I was never a big fan of Halloween as a kid. Don’t get me wrong, I loved the candy part. But creating a costume? And trudging around a frigid Colorado night? So. Much. Work! And I’m so very lazy.
I come from a big family so I always had a box of costume bits to use. Mom never bought costumes for us, but over the years we accumulated a box of stuff like a witches hat, or bunny ears, or a funny tie, or a scary mask. But my favorite costume was the ‘hobo.’ It consisted of my dad’s stinky fishing jacket with the gazillion pockets, his misshapen felt fishing hat, and, if I was really lucky, a bubble gum cigar.
This costume was perfection for it’s ease of use. All I had to do was be the first to dibs it, pull it off the hanger two minutes before trick-or-treating, swipe at my face with a bit of charcoal from the barbeque and I was good to go. Plus it was toasty warm. And if I got some spectacular confection like a full-size candy bar, I could hide it in one of the many pockets so my, ahem, mother (yes, I knew it was you!) wouldn’t steal it.
We didn’t have many rules about Halloween candy. In fact, I can only remember one: ‘don’t eat anything until you get home.’ I’m fairly certain that was because my, ahem, mother wanted to scope everything out. We’d dump it all in well-defined piles on the living room floor and then the negotiating began. Picture the floor of the NY Stock Exchange on Black Tuesday, with all the traders eight years old, crazed by their stockpile of forbidden delights.
I read about a mom who has this rule about holiday candy — “Your Halloween candy must last until Easter and your Easter candy must last until Halloween.” Blech. I’m sure the idea is that the kids don’t gorge themselves on candy, but I think what it would really do is just create the every day sugar habit for them. After a couple of months of eating a piece of candy every day — even the crappy ones like candy corn — I bet it becomes strictly mindless. Besides, gorging on candy is kind of a rite of passage, isn’t it? It’s certainly a life lesson parents don’t get to teach very often. If kids don’t learn it at Halloween, maybe they won’t learn it until the cops bring them home from their binge drinking escapade.

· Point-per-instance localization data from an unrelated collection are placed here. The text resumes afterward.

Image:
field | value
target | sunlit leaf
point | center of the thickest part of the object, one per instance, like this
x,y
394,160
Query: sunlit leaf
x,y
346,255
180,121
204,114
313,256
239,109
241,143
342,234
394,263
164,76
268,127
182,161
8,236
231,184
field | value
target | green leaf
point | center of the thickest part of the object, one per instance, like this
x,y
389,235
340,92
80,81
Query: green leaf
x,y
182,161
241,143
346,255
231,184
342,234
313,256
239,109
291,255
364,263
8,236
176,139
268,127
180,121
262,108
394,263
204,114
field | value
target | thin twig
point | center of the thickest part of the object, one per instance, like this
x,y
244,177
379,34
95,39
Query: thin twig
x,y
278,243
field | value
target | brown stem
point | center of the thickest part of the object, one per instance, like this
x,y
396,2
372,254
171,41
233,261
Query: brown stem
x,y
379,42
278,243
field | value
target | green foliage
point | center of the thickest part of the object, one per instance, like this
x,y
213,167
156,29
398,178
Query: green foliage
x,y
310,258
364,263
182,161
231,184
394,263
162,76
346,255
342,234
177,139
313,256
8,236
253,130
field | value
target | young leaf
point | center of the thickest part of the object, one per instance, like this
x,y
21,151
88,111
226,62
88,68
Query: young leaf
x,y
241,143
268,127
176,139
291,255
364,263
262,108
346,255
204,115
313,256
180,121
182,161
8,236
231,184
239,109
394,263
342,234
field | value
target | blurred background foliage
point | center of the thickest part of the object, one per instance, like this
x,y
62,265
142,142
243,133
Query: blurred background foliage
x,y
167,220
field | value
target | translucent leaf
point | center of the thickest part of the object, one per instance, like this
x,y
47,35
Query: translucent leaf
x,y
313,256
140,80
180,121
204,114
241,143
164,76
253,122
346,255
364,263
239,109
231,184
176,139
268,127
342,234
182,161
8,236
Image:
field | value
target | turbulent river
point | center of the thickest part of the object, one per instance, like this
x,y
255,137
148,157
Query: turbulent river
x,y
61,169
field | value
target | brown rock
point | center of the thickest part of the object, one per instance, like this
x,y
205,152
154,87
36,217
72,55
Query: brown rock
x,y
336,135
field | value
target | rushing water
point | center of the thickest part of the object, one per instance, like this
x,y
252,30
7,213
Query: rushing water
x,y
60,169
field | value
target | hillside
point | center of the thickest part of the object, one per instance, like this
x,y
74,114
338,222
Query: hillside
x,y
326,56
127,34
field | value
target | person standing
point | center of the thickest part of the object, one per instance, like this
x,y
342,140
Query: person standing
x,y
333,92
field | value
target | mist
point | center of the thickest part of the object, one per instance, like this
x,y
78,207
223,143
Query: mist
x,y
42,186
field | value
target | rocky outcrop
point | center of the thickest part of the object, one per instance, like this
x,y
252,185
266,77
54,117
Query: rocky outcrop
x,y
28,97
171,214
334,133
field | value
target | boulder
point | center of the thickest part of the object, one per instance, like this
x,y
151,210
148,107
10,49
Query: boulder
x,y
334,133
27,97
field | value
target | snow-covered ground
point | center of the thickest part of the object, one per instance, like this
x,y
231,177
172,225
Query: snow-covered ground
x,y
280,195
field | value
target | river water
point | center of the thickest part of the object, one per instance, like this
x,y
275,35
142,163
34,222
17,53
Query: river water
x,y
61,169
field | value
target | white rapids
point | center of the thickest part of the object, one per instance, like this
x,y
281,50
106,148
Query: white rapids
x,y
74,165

Just sayin.
Binge drinking aside, there are some painless things you and your kids can do to stay healthy and happy when October 31st rolls around every year.
1. Feed them a real dinner before trick-or-treating so they’re not tempted to snack from their loot.
2. While you’re sorting through their haul, taking out anything that’s unwrapped or that they’re allergic to, take out the stuff that’s bad for their teeth, like sticky caramels or suckers that soak their teeth in a long, sugary bath. (I’d never wish food allergies on anyone, but I did appreciate my son’s peanut allergy around Halloween. Without even asking I’d get all the Snickers and Reeces, plus whatever else I could convince him had nuts. It was a sad day when he learned Skittles didn’t have peanuts.)
3. Make them share with the non-trick-or-treaters in the house. Then throw that away.
4. Let them choose 10 of their very favorite candies. They can choose to eat them all at once, or a piece every day, or however they want.
5. Have a ‘buy-back program.’ Give them a small piece of healthy dark chocolate for every piece of sugar-and-chemical bombs they throw away.
6. Only buy individually wrapped dark chocolate to give away. Keep it in the freezer until Halloween and if there are any leftovers, you can have them!
Halloween only comes once a year, but it does mark the beginning of the dreaded Eating Season. Start out right and teach your kids to coexist with candy and with Halloween.
Boo.
Do you (or did you) have rules about Halloween candy? What was your favorite candy as a kid? What is your favorite now?